Explanation: 1,918 physicians had valid email addresses and were eligible to participate; 39 (2.0%) opted out of the current and future surveys. Among those randomized to receive no compensation (N=643), the response rate was 13.5% after a single email contact, which was lower than those who were randomized to receive either $20 or $40, wherein the response rates were 17.4% (p=0.05 compared to no compensation) and 19.8% (p=0.003 compared to no compensation), respectively. The pooled response rate of 18.6% with either incentive ($20 or $40) was also significantly greater (p=0.005) compared to no compensation, but the response rate to the $20 and $40 incentive amounts were not significantly different from each other (p=0.28).

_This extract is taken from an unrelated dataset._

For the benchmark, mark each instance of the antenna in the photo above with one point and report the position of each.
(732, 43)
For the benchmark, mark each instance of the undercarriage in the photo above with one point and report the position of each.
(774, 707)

The incremental response to a second email solicitation was 7.1% (95% CI 5.8–8.3%), pooled across all arms. Response to the second email contact was not greater for the groups randomized to receive an additional $20. Rheumatologists offered $60 (randomized to $40 initially, then randomized to an additional $20) had the numerically highest incremental response rate, with an additional 10.8% responding to the second email contact, yielding an overall response rate for this group of 30.6%.

Appendix Table.

Case Scenario Results for Whether Data from Quantitative Assessment Impacted Likelihood to Change or Add a DMARD or Biologic

Amount of Clinical and Metric Information Provided
Degree of info/Metrics Limited Expanded Complete
Case Detail* Swollen knee & wrist MTX, Pred, NSAID, AM stiffness 10″, MTX/ETN, AM stiffness <15″; Pain in MCPs, Wrist
Quantitative disease activity none Patient pain 2/10, TJC 5, SJC 1 TJC5, SJC 1
Laboratory data none ESR 32, CRP 1.1 mg/dl CRP 1.5 mg/dl
Composite Metrics Provided none HAQ 0.5 DAS 4.10, CDA 12, SDAI 13 GAS 15
Treatment Changes*,**
No DMARD or Biologic Change, %
51 22 16
Non-biologic DMARD Change, % 31 49 47
Biologic Add/Switch, % 19 30 37
Odds Ratio (95% CI) for Any DMARD/Biologic Change Referent 3.7 (2.8–5.0) 5.5 (4.1–7.5)
Referent 1.5 (1.1–2.0)
*

case and other treatment options (e.g. joint injection) were abbreviated or truncated for brevity

**

may not sum exactly to 100% due to rounding

Explanation: The referent case scenario (left-most column) provided limited clinical information (a swollen wrist and knee) and no RA disease metrics was likely to be managed with joint injection (41%) [not shown]; 49% of rheumatologists said they would change DMARD or biologics. The second case (middle column) provided additional clinical, laboratory (ESR, CRP) and metrics (HAQ, pain VAS, patient global); rheumatologists were 3.7 (2.8–5.0) times more likely to change or add DMARDs or biologics (78%). With yet more quantitative information, (right-most column), rheumatologists were 1.5 (1.1 – 2.0) fold more likely to change DMARDs/biologics (84%) compared to the expanded case (middle column), and 5.5 times likely to change therapy compared to case with the least information.